Both operators said they were holding customer "locator records" - which can pinpoint a phone user's location to within a few dozen feet in urban areas - for more than six years because they believed it was necessary for compliance with the Irish statute of limitations.
The records are produced whenever a mobile is switched on, not just when a call is made but also hourly, as the network automatically tracks the phone to keep it within network coverage.
"It's effectively like having a tagging device on a person," said Mr Murphy. Nearly 70 per cent of Irish people own a mobile phone.
The disclosure will be embarrassing for the Government, since the Republic has been eager to advertise its pro-privacy, pro-e-commerce regulatory environment.
The ICCL said the Republic already had weak laws regarding phone-tapping. And the long-term retention of electronic data, such as locator records, was at the heart of a major EU battle over whether to increase the surveillance capabilities of law enforcement.
A proposal from the EU's Telecommunications Council last July to retain such data was roundly rejected by both the European Parliament and the Commission.

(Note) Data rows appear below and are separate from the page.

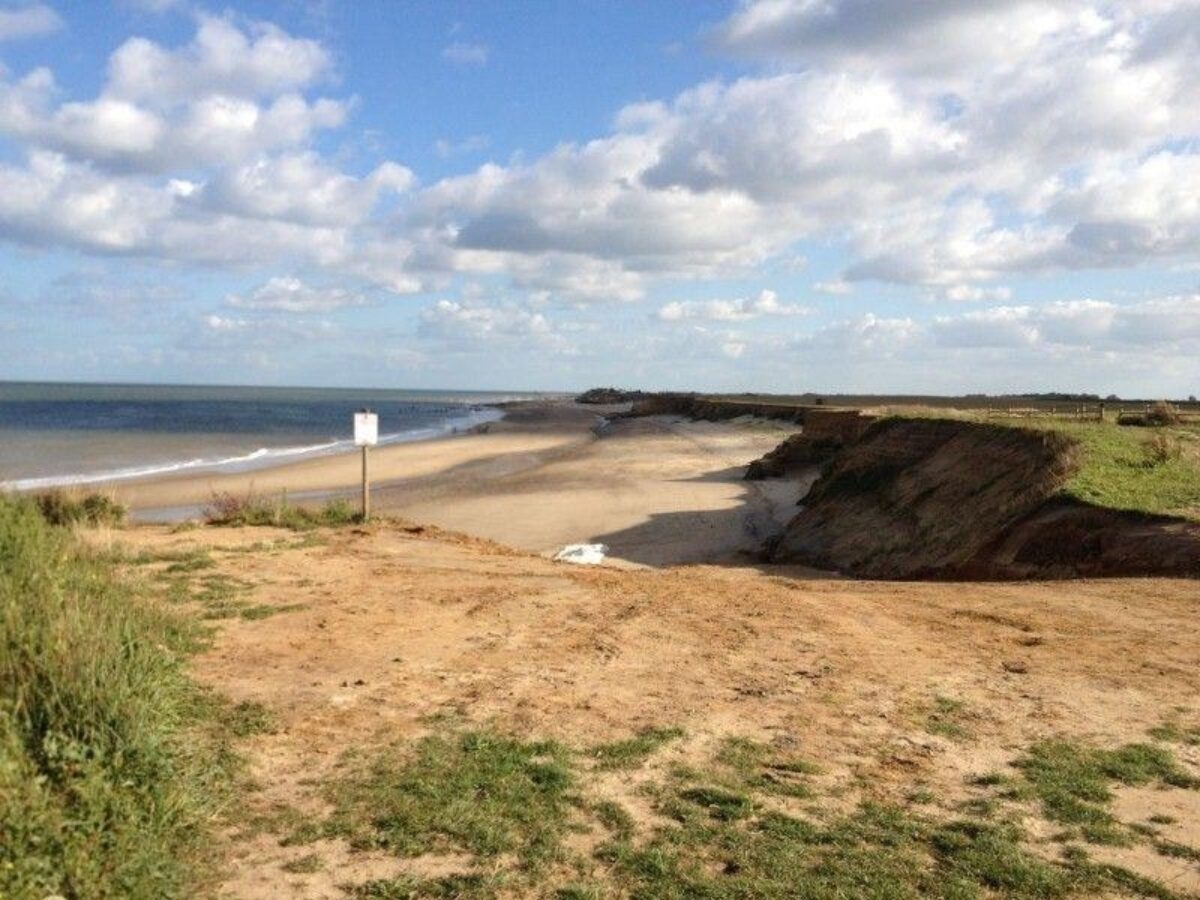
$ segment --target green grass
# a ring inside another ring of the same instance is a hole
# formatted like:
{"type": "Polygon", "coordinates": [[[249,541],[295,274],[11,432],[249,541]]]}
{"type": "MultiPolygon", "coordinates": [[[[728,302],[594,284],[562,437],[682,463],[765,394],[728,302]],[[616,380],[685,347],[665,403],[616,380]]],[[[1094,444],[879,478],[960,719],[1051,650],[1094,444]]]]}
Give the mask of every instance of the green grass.
{"type": "Polygon", "coordinates": [[[967,737],[967,705],[952,697],[934,697],[925,717],[925,730],[939,737],[960,741],[967,737]]]}
{"type": "Polygon", "coordinates": [[[1200,725],[1184,725],[1177,720],[1171,719],[1151,728],[1150,737],[1156,741],[1200,747],[1200,725]]]}
{"type": "Polygon", "coordinates": [[[1063,487],[1068,496],[1112,509],[1200,519],[1200,426],[1129,428],[1066,419],[1013,419],[1011,424],[1059,431],[1079,442],[1079,470],[1063,487]],[[1145,446],[1154,434],[1178,442],[1182,452],[1154,461],[1145,446]]]}
{"type": "Polygon", "coordinates": [[[636,826],[633,816],[615,800],[598,800],[592,804],[592,815],[616,838],[633,837],[636,826]]]}
{"type": "Polygon", "coordinates": [[[214,494],[205,510],[210,525],[270,526],[309,531],[323,526],[337,527],[361,521],[350,501],[329,500],[310,508],[289,503],[286,495],[276,500],[257,495],[214,494]]]}
{"type": "Polygon", "coordinates": [[[558,854],[575,783],[558,744],[484,732],[431,735],[334,784],[326,830],[360,849],[511,854],[535,869],[558,854]]]}
{"type": "Polygon", "coordinates": [[[1115,750],[1081,747],[1068,741],[1043,741],[1016,762],[1047,819],[1079,829],[1100,844],[1126,844],[1133,838],[1108,811],[1112,786],[1162,784],[1196,788],[1169,750],[1151,744],[1127,744],[1115,750]]]}
{"type": "MultiPolygon", "coordinates": [[[[807,776],[815,767],[788,749],[740,737],[719,742],[698,768],[675,766],[642,784],[638,790],[656,817],[639,823],[615,800],[588,799],[592,781],[606,771],[595,765],[594,749],[572,753],[482,732],[435,733],[407,749],[352,761],[350,772],[329,786],[333,816],[306,837],[341,836],[353,848],[406,857],[471,857],[466,871],[452,875],[348,888],[360,900],[1175,896],[1151,879],[1091,862],[1081,847],[1067,848],[1057,861],[1031,853],[1018,821],[998,815],[946,820],[871,801],[835,811],[812,794],[797,811],[772,773],[807,776]],[[591,828],[602,837],[594,850],[570,850],[566,838],[591,828]]],[[[1130,748],[1092,762],[1102,780],[1178,774],[1164,757],[1130,748]]],[[[1083,769],[1065,780],[1086,780],[1083,769]]],[[[979,783],[1007,781],[993,776],[979,783]]],[[[1186,856],[1178,846],[1160,852],[1186,856]]]]}
{"type": "Polygon", "coordinates": [[[292,875],[311,875],[313,872],[320,872],[325,868],[325,861],[316,853],[306,853],[291,862],[284,863],[280,868],[292,875]]]}
{"type": "Polygon", "coordinates": [[[821,769],[804,757],[744,737],[727,737],[717,748],[712,774],[719,783],[782,797],[809,797],[807,776],[821,769]]]}
{"type": "Polygon", "coordinates": [[[597,744],[588,751],[598,769],[633,769],[660,747],[683,737],[682,728],[644,728],[633,737],[597,744]]]}
{"type": "Polygon", "coordinates": [[[236,771],[188,622],[0,499],[0,896],[190,897],[236,771]]]}
{"type": "Polygon", "coordinates": [[[866,802],[845,814],[775,808],[750,767],[718,754],[711,770],[681,772],[656,795],[672,820],[597,851],[607,881],[640,898],[1054,898],[1122,888],[1170,897],[1156,882],[1088,862],[1029,853],[1014,822],[939,821],[866,802]],[[714,781],[724,782],[713,788],[714,781]]]}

But American and British agencies are understood to be pressuring the EU to weaken its data protection provisions and allow for electronic records to be retained for years.

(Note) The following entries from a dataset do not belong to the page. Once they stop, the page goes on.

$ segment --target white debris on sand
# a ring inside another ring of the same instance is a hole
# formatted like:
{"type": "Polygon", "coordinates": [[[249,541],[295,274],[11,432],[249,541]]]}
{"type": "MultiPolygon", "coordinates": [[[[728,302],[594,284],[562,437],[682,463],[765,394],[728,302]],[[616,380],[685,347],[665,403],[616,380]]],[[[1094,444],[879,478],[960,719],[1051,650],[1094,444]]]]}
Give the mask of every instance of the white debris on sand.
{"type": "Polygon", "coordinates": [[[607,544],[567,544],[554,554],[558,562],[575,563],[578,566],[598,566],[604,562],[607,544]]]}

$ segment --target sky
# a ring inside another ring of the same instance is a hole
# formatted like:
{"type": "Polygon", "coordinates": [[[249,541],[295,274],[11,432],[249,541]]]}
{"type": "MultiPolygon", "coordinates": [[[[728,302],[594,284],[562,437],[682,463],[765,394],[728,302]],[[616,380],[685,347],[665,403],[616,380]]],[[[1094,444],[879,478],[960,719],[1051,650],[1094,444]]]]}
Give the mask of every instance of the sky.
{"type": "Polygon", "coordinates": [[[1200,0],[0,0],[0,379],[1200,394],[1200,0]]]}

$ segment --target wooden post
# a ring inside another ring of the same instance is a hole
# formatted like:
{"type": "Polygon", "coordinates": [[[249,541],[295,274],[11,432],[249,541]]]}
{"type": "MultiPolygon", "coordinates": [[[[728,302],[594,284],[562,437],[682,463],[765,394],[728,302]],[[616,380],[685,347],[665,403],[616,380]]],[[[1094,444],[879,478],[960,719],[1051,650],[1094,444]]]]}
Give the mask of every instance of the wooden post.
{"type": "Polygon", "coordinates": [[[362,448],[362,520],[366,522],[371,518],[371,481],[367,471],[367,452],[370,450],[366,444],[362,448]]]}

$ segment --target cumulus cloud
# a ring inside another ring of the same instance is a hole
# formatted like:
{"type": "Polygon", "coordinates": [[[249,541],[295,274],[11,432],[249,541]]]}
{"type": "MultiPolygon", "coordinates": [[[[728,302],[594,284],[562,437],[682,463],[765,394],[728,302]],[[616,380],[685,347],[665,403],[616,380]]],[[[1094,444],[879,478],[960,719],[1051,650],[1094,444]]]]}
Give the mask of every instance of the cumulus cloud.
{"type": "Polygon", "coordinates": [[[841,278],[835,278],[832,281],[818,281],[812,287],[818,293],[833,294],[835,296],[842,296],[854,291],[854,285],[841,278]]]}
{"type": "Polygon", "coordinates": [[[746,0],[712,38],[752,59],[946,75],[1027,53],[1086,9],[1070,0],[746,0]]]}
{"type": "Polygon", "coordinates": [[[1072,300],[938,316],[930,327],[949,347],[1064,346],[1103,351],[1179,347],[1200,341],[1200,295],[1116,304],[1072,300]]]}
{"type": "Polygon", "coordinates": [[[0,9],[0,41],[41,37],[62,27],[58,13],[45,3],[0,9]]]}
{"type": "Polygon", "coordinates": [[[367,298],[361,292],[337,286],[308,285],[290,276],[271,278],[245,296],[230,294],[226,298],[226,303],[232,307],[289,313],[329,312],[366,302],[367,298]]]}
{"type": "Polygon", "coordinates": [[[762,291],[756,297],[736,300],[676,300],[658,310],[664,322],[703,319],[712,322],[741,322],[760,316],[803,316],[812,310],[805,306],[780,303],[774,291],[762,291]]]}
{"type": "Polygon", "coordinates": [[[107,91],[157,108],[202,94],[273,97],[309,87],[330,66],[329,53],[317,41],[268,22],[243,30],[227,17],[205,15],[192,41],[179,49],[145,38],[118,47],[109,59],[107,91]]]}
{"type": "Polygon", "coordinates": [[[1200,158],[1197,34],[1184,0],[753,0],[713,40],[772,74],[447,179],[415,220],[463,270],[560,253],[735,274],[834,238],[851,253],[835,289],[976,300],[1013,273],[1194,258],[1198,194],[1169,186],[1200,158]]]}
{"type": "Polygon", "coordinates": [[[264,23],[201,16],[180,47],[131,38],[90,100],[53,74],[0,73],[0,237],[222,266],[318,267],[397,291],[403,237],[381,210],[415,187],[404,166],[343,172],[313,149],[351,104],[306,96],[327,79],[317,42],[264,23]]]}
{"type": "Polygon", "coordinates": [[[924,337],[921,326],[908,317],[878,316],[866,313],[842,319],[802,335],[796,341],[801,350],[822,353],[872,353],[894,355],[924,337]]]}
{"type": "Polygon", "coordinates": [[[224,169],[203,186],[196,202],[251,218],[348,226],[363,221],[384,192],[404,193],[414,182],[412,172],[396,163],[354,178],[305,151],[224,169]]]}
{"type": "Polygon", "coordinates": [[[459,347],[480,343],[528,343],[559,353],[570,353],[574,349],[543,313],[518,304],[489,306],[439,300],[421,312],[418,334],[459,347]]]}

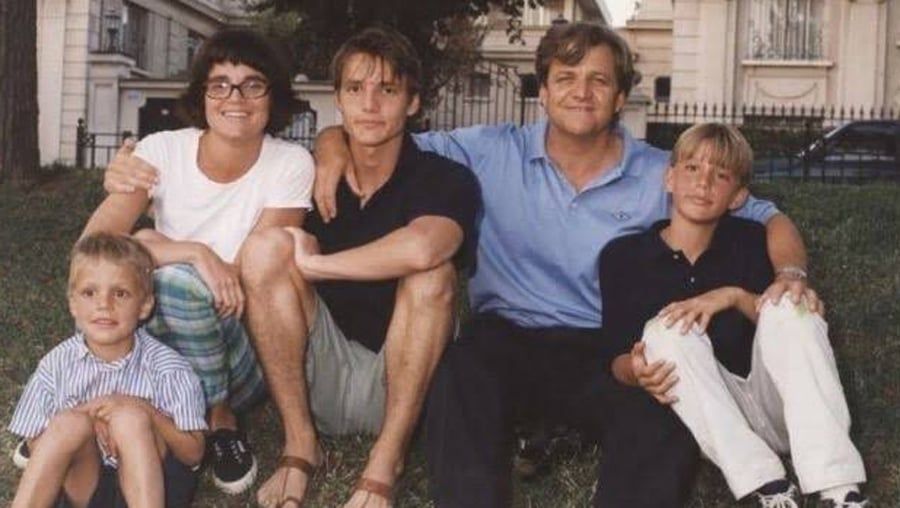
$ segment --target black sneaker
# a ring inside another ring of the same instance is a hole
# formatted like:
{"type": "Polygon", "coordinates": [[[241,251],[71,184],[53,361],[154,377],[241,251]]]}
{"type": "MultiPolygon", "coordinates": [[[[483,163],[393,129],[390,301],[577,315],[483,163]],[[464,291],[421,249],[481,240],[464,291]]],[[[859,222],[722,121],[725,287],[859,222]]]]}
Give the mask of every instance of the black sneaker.
{"type": "Polygon", "coordinates": [[[28,465],[28,459],[31,458],[31,450],[28,449],[28,441],[24,439],[19,441],[19,444],[16,445],[16,449],[13,450],[12,461],[13,464],[16,465],[19,469],[25,469],[25,466],[28,465]]]}
{"type": "Polygon", "coordinates": [[[206,437],[207,463],[212,468],[213,483],[230,495],[244,492],[256,480],[256,457],[239,431],[219,429],[206,437]]]}
{"type": "Polygon", "coordinates": [[[800,508],[800,491],[788,480],[769,482],[753,495],[759,508],[800,508]]]}
{"type": "Polygon", "coordinates": [[[837,503],[832,499],[823,499],[821,504],[822,508],[863,508],[869,505],[869,500],[865,498],[859,492],[853,491],[848,492],[846,496],[844,496],[844,502],[837,503]]]}

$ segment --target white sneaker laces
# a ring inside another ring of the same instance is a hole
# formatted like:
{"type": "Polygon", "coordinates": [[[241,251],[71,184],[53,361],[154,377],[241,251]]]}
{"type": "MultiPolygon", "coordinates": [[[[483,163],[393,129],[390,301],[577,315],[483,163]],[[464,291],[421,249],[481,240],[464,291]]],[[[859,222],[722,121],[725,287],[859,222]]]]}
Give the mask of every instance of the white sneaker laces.
{"type": "Polygon", "coordinates": [[[800,508],[791,491],[759,497],[760,508],[800,508]]]}

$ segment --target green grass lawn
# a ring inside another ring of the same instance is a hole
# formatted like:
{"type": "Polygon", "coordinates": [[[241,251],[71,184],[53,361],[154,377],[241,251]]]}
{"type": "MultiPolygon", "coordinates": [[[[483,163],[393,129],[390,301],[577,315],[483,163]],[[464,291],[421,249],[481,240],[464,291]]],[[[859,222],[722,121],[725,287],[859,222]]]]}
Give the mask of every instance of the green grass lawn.
{"type": "MultiPolygon", "coordinates": [[[[854,416],[853,436],[869,474],[873,504],[900,506],[900,186],[766,184],[756,189],[799,224],[811,257],[811,279],[828,304],[831,338],[854,416]]],[[[0,188],[0,419],[9,421],[37,360],[72,331],[65,307],[66,256],[102,196],[96,176],[63,172],[34,190],[0,188]]],[[[267,404],[248,426],[265,478],[279,451],[279,422],[267,404]]],[[[0,434],[0,452],[15,445],[0,434]]],[[[325,442],[329,467],[309,506],[338,506],[362,467],[369,441],[325,442]]],[[[517,487],[517,506],[586,506],[598,452],[561,451],[551,472],[517,487]]],[[[18,472],[0,457],[0,503],[12,499],[18,472]]],[[[227,499],[204,478],[198,506],[252,505],[227,499]]],[[[425,465],[413,452],[398,506],[428,506],[425,465]]],[[[732,506],[721,476],[705,467],[693,506],[732,506]]],[[[743,503],[752,506],[752,503],[743,503]]]]}

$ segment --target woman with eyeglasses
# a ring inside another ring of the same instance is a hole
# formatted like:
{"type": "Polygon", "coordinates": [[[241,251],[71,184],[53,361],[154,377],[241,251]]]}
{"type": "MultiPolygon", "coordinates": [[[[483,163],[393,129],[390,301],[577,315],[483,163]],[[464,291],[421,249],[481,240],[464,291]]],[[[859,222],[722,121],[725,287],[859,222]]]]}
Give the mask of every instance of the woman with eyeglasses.
{"type": "MultiPolygon", "coordinates": [[[[150,190],[110,194],[83,234],[132,232],[149,209],[153,229],[134,233],[155,258],[156,310],[147,330],[184,355],[208,408],[207,458],[229,494],[252,485],[256,459],[235,411],[265,384],[241,324],[241,247],[262,228],[300,226],[314,169],[301,146],[272,137],[296,111],[288,66],[247,30],[217,33],[200,49],[179,112],[190,127],[123,147],[110,171],[150,174],[150,190]]],[[[114,449],[115,447],[113,447],[114,449]]]]}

Ironically, Irish mobile operators are apparently voluntarily and illegally retaining data at the centre of this major European privacy debate, said Mr Tony Bunyan, director of European privacy group Statewatch in London.
The Office of the Data Protection Commissioner said such information was supposed to be destroyed after it was used to prepare customer bills, unless the records were permanently "atomised" so that an individual's name could never be reconnected to a given set of records.
Mr Laurence McAuley, head of regulatory affairs for Eircell, said the records were held "online" - where they were associated with a name for billing purposes - for six months.
Afterwards, the records are archived for six years but are atomised so that "we can't use them for marketing purposes". However, Mr McAuley said the company could reconnect the records to an individual name if needed and would do so if required by law enforcement.
But assistant data commissioner Mr Ronnie Downes said such information definitely could not be held under such conditions and that data protections existed not just to block unwanted marketing but also to defend broader privacy rights.